Hidden impact of AD in skin of colour
Cultural factors, biased measuring tools may lead to underestimated impact of AD on quality of life in non-White patients (1,850 words, 9 minutes)
Atopic dermatitis (AD) has a more significant impact on the quality of life in patients with skin of colour. The limitations of relevant cultural knowledge among physicians and the tools for evaluating treatment outcomes contribute to this disparity.
These were some of the points raised in a presentation by Dr. Geeta Yadav at the 8th annual Skin Spectrum Summit on Sept. 17, 2022.
Dr. Yadav is the Medical Director and Founder of FACET Dermatology in Toronto.
AD has “a higher prevalence in Black, Hispanic, Latinx, Asian Pacific Islander and multiracial populations compared to White individuals,” Dr. Yadav said. “That has been shown in a variety of epidemiological studies.” She noted that children in non-White racial subgroups who have AD are also more likely to have their skin condition persist into adulthood.
During her talk, Dr. Yadav cited a survey of 377 adult Canadians with AD, that was conducted by the Eczema Society of Canada. That survey found that 87% of respondents said their daily life is negatively impacted by their AD.
“This is not specific by race or ethnicity, but it shows you the impact of the disease as a baseline,” she said.

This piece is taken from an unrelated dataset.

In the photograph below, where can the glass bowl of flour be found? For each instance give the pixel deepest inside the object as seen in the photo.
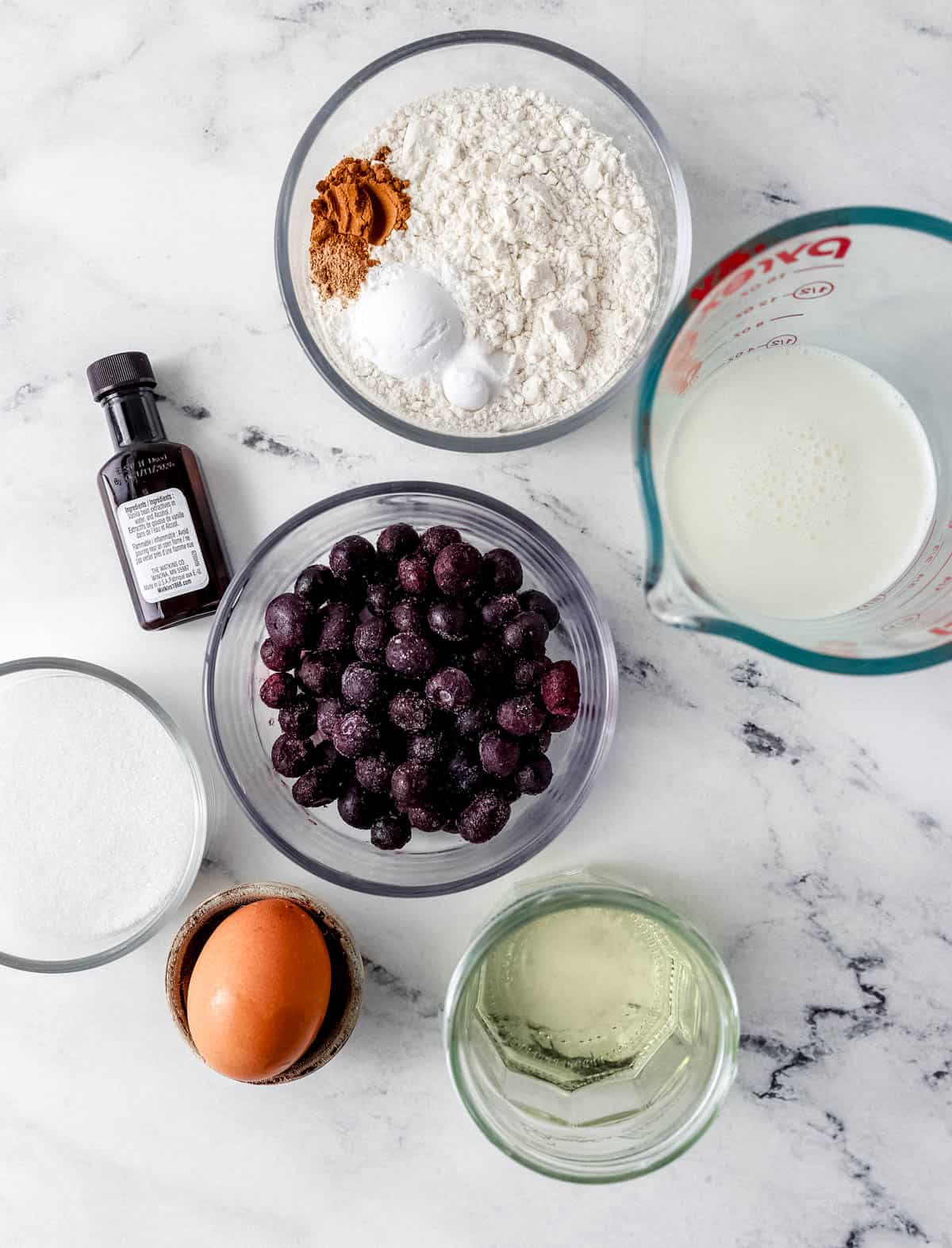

Then, looking specifically at patients with skin of colour, she noted that 79% of patients described a lack of sleep or disturbed sleep and 64% reported anxiety.
It is also important to recognize that the impact of AD on patients of colour may be underestimated, Dr. Yadav explained. Clinical tools used to evaluate erythema may under-value AD that appears with greying or other darker pigment changes. The tools are “insufficient, they are inadequate and there is poor interrater reliability,” Dr. Yadav said. “We need better metrics to be able to measure the impact of disease and the efficacy of our therapeutics.”
Dr. Yadav also said that it is important for physicians to remember that a patient’s perception of their AD severity may not match what textbooks consider severe disease. Physicians should consider specific patient concerns when managing the patient’s AD, she said.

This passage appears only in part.